As cachoeiras chorarão sentidas
Porque cedo morri,
E eu sonho no sepulcro os meus amores
Na terra onde nasci!

Se eu tenho de morrer na flor dos anos,
Meu Deus! não seja já;
Eu quero ouvir na laranjeira, à tarde,
Cantar o sabiá!

Lisboa, 1857

Canção do expedicionário

Guilherme de Almeida

I

Você sabe de onde eu venho?
Venho do morro, do engenho,
Das selvas, dos cafezais,
Da boa terra do coco,
Da choupana onde um é pouco,
Dois é bom, três é demais.

Venho das praias sedosas,
Das montanhas alterosas,
Do pampa, do seringal,
Das margens crespas dos rios,
Dos verdes mares bravios,
De minha terra natal.

Estribilho

Por mais terra que eu percorra,
Não permita Deus que eu morra
Sem que volte para lá;
Sem que leve por divisa
Esse "V" que simboliza
A vitória que virá:

Nossa vitória final,
Que é a mira do meu fuzil,
A ração do meu bornal,
A água do meu cantil,
As asas do meu ideal,
A glória do meu Brasil!

Estribilho

Por mais terra que eu percorra... etc.

II

Eu venho da minha terra,
Da casa branca da serra
E do luar do sertão;
Venho da minha Maria
Cujo nome principia
Na palma da minha mão.

Braços mornos de Moema,
Lábios de mel de Iracema
Estendidos para mim!
Ó minha terra querida
Da Senhora Aparecida
E do Senhor do Bonfim!

Estribilho

Por mais terra que eu percorra... etc.

III

Você sabe de onde eu venho?
É de uma Pátria que eu tenho
No bojo do meu violão;
Que de viver em meu peito
Foi até tomando jeito
De um enorme coração.

Deixei lá atrás meu terreiro,
Meu limão, meu limoeiro,
Meu pé de jacarandá,
Minha casa pequenina
Lá no alto da colina
Onde canta o sabiá.

Estribilho

Por mais terra que eu percorra... etc.

IV

Venho de além desse monte
Que ainda azula no horizonte,
Onde o nosso amor nasceu;
Do rancho que tinha ao lado
Um coqueiro que, coitado,
De saudade já morreu.

Venho do verde mais belo,
Do mais dourado amarelo,
Do azul mais cheio de luz,
Cheio de estrelas prateadas
Que se ajoelham, deslumbradas,
Fazendo o Sinal da Cruz!

Estribilho
Por mais terra que eu percorra... etc.
(Rapsódia que cantaram os soldados brasileiros nos campos de batalha da Europa).

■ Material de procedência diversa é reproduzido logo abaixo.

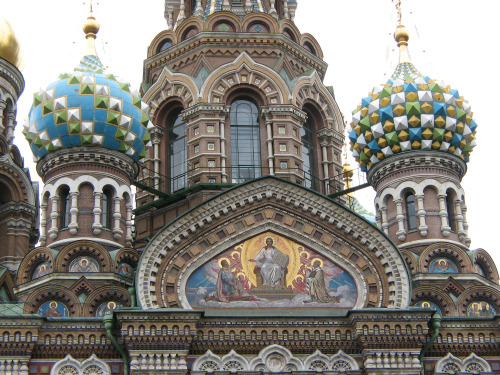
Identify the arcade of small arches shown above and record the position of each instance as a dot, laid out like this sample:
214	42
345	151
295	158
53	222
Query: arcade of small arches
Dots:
88	261
256	22
66	202
410	205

Canto de regresso à pátria
Oswald de Andrade

Minha terra tem palmares
Onde gorjeia o mar
Os passarinhos daqui
Não cantam como os de lá

Minha terra tem mais rosas
E quase que mais amores
Minha terra tem mais ouro
Minha terra tem mais terra

Ouro terra amor e rosas
Eu quero tudo de lá
Não permita Deus que eu morra
Sem que volte para lá

Não permita Deus que eu morra
Sem que volte pra São Paulo
Sem que veja a Rua 15
E o progresso de São Paulo

Europa, França e Bahia

Carlos Drummond de Andrade

Europa, França e Bahia
Meus olhos brasileiros sonhando exotismos.
Paris. A torre Eiffel alastrada de antenas como um caranguejo.
Os cais bolorentos de livros judeus
e a água suja do Sena escorrendo sabedoria.

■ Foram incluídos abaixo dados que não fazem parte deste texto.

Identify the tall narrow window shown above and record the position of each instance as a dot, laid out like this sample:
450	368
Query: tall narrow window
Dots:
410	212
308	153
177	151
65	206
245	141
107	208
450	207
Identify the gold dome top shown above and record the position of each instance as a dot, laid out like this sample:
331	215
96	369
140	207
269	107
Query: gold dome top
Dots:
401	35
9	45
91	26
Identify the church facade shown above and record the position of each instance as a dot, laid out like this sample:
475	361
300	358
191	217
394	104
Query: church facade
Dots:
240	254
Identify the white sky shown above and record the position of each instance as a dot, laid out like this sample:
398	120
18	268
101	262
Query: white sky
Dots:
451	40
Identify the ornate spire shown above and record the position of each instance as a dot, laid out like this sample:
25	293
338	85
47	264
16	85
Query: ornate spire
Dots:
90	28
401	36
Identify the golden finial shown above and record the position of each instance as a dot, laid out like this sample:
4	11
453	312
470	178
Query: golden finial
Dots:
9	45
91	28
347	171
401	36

O pulo da Mancha num segundo.
Meus olhos espiam olhos inglêses vigilantes nas docas.
Tarifas bancos fábricas trust crash.
Milhões de dorsos agachados em colônias longínquas formam um tapete
...para Sua Graciosa Majestade Britânica pisar.
E a lua de Londres como um remorso.

Submarinos inúteis retalham mares vencidos.
O navio alemão cauteloso exporta dolicocéfalos arruinados.
Hamburgo, embigo do mundo.
Homens de cabeça rachada cismam em rachar a cabeça dos outros dentro de alguns anos

A Itália explora conscienciosamente vulcões apagados,
vulcões que nunca estiveram acesos
a não ser na cabeça de Mussolini.
E a Suiça cândida se oferece
numa coleção de postais de altitudes altíssimas.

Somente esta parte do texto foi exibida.